The ECA report states your foreign credential's Canadian equivalent and assigns education points accordingly. A master's degree that gets recognized as equivalent to a Canadian master's earns different points than one that gets recognized as equivalent to a bachelor's degree. The assessment determines which category you fall into.
Order the wrong type of assessment and you'll pay again for the correct one. WES labels their ECA service clearly, but the distinction matters.
When Multiple Degrees Create Options
If you have multiple credentials, consider getting assessments for more than one. Sometimes a bachelor's degree from a well-known institution receives better recognition than a master's degree from an unfamiliar university. The assessment will tell you which credentials actually give you the highest Express Entry points.
Professional certifications and diplomas can also factor into the calculation, depending on the program length and accreditation. A two-year diploma from certain countries might earn more points than expected if it meets specific criteria that the assessment organization recognizes.

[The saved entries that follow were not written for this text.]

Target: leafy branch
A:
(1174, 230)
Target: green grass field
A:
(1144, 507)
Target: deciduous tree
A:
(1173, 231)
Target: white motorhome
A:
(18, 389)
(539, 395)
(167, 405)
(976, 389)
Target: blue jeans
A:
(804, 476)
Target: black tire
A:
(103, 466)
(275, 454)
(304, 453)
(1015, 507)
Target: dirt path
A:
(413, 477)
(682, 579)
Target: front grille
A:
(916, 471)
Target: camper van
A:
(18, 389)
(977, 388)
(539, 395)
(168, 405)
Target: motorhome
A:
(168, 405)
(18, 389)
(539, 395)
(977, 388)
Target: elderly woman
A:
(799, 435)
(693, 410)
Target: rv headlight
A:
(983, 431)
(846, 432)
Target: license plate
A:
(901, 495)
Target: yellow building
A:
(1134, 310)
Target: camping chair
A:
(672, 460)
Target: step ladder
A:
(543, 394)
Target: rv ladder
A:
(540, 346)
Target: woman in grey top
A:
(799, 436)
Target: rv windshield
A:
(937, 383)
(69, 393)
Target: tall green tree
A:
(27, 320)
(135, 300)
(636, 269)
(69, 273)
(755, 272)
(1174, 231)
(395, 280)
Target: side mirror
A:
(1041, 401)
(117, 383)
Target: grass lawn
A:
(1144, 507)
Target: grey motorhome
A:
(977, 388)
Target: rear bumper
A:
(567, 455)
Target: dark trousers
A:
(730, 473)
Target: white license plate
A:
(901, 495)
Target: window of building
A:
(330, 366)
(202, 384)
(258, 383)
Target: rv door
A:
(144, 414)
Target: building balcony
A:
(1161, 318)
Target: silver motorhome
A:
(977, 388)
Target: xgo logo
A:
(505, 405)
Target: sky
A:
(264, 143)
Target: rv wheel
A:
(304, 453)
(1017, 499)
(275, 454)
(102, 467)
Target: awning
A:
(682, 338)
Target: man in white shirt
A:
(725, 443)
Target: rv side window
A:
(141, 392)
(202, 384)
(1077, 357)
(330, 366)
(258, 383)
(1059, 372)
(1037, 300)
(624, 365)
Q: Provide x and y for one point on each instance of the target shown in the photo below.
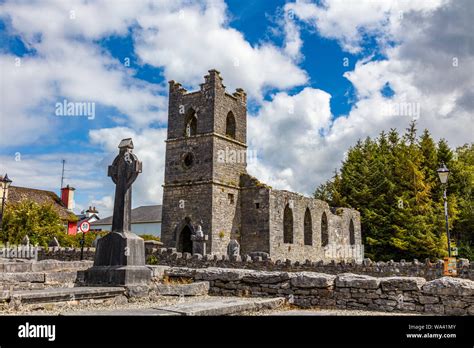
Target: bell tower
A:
(206, 154)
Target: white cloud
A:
(419, 69)
(349, 20)
(190, 40)
(287, 133)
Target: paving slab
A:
(233, 305)
(65, 294)
(193, 289)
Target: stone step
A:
(192, 289)
(65, 294)
(226, 306)
(200, 307)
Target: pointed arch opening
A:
(230, 125)
(288, 225)
(351, 233)
(324, 230)
(308, 228)
(191, 123)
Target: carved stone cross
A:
(120, 255)
(124, 171)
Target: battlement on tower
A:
(213, 84)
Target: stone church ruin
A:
(207, 189)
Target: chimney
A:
(67, 196)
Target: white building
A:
(145, 220)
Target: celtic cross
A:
(124, 171)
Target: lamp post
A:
(443, 174)
(5, 183)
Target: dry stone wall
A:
(169, 257)
(444, 296)
(415, 268)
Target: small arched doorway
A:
(287, 225)
(185, 245)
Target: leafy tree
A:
(40, 222)
(392, 181)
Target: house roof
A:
(83, 217)
(145, 213)
(17, 194)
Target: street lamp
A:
(5, 183)
(443, 174)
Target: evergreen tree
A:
(392, 181)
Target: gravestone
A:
(120, 255)
(54, 243)
(25, 240)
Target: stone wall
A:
(444, 296)
(338, 228)
(29, 275)
(170, 257)
(65, 254)
(427, 270)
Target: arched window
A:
(351, 233)
(287, 225)
(308, 228)
(324, 230)
(230, 125)
(191, 124)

The points calculation on the CRS calculator shows how education levels affect your total score, but the assessment determines which level your specific credentials actually qualify for.
Professional Licensing Needs Different Documentation
The credential assessment for immigration is separate from professional licensing requirements. Your WES report might state that your engineering degree equals a Canadian bachelor's degree for Express Entry points, but Professional Engineers Ontario still requires their own evaluation process with different documentation and criteria.
Medical professionals have additional requirements even for the immigration assessment. Medical degrees need evaluation through the Medical Council of Canada regardless of whether you plan to practice medicine in Canada. The MCC assessment takes longer and requires more documentation than standard WES evaluations.
Starting Early Means Starting With Your University
Contact your university's international records office before you create your WES account. Ask specifically what documents they include in transcript packages, how they handle name verification, and what their current processing timeline looks like for international requests. Some universities have streamlined processes for credential assessment requests. Others treat them like any other transcript order.
If your university has closed, changed names, or merged with another institution, start researching the records transfer process immediately. This often involves contacting education ministries or regional accrediting bodies, and the process can take months depending on how well the transition was managed.
Check the WES requirements for your specific country and degree type before submitting any requests. Some countries require additional documentation that your university might not normally include with transcripts.